The Committee to Save the World. By Robert Day
(Woodston, Kans.: Western Books, 2009, xviii + 174 pages, paper $16.95.)

This collection of Kansas author Robert Day's first-person, nonfiction essays, originally published in such periodicals as the Washington Post Magazine, Smithsonian Magazine, and Kansas Magazine, is diverse. It includes entries on such Kansas fare as temperance leader Carry Nation and poet William Stafford, as well as more personal remembrances of Day's childhood and a lament over his book The Last Cattle Drive, "now famous in Hollywood as the most filmable novel not made into a movie ever written" (p. 75). The color prints of paintings by Kathryn Jankus Day found throughout add to the book.

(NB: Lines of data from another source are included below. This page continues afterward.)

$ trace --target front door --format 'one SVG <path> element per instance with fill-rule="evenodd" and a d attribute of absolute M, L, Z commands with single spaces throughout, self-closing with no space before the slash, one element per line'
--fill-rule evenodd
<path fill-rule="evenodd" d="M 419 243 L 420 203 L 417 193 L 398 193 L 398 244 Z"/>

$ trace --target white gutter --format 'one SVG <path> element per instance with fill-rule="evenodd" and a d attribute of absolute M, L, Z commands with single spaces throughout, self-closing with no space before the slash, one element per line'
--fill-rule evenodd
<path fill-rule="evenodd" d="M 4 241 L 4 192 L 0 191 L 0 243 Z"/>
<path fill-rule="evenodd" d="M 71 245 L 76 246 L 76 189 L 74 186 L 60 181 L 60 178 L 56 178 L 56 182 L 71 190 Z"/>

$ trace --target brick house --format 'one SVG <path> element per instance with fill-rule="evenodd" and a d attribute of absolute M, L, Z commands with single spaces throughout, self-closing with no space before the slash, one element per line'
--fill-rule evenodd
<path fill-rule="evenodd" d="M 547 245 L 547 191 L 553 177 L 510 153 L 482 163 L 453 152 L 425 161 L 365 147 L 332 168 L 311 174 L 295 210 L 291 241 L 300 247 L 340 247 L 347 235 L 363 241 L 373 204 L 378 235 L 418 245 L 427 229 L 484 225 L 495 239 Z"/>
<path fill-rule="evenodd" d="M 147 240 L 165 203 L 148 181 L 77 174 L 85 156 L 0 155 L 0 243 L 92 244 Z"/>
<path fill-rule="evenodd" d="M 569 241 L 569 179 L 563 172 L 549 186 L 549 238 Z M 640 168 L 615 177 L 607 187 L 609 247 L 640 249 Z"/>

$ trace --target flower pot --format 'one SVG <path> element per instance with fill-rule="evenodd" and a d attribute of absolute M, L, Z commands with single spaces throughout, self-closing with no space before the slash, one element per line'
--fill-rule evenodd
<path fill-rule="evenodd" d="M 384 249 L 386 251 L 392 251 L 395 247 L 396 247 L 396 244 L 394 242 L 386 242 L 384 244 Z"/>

A Marvelous Hundred Square Miles: Black Hills Tourism, 1880-1941
By Suzanne Barta Julin
(Pierre: South Dakota State Historical Society Press, 2009, xiv + 221 pages, cloth $25.95.)

Although the Black Hills is now firmly established as one of the nation's prime tourist destinations, before the gold rush of 1875-1876 the area was an isolated forest, held sacred by the Lakota Sioux and protected "forever" from white settlement by the Fort Laramie Treaty of 1868. This new volume details the area's development from 1880 until the start of World War II, during which time local, regional, and national political and policy decisions created out of the Black Hills "a vacation mecca for motoring Americans of modest means" (p. 5). Julin's account is well written by an author who has clear affection for the place and the book is wonderfully punctuated throughout with more than seventy black and white photographs.

Addie of the Flint Hills: A Prairie Child During the Depression
By Adaline Sorace as told to Deborah Sorace Prutzman
(Jersey City, N.J.: KTAV Publishing House, 2009, 212 pages, cloth $25.00.)

In this memoir Adaline Sorace, born in 1915, describes through her daughter Deborah Sorace Prutzman incidents and daily chores of her childhood that help readers living in a less rugged age understand the physical labor of life in a time before electricity and gasoline powered engines. Sorace reminiscences about relatives, several of whom were pioneers in Chase County and the Flint Hills, and recounts her family tree, which includes Roglers and Beedles. The family also lived in oilfields in Oklahoma and the mines of Utah. A broader historical context is included as are a number of family charts and photographs. Though changes in topic, time frame, and location are sometimes abrupt, this book is a pleasant read and Addie's enthusiasm for life is a constant message.

Black Settlers on the Kaw Indian Reservation
By Jim Sharp
(Manhattan, Kans.: Ag Press, 2008, viii + 131 pages, paper $14.95.)

A native of rural Morris County and a veteran of World War II, Jim Sharp first became interested in black settlement in Kansas after recalling, years later, a six-man football game between his White City High School team and the boys from Dunlap. How did the latter's 1942 squad happen to contain an African American player? To answer that question, the author commenced a research project that culminated in the publication of Black Settlers on the Kaw Indian Reservation, which concentrates on the African American experience in and around Dunlap during the late nineteenth century, when men such as "Pap" Singleton promoted black migration to Kansas and several hundred settled on the old Kaw Reserve in Morris County.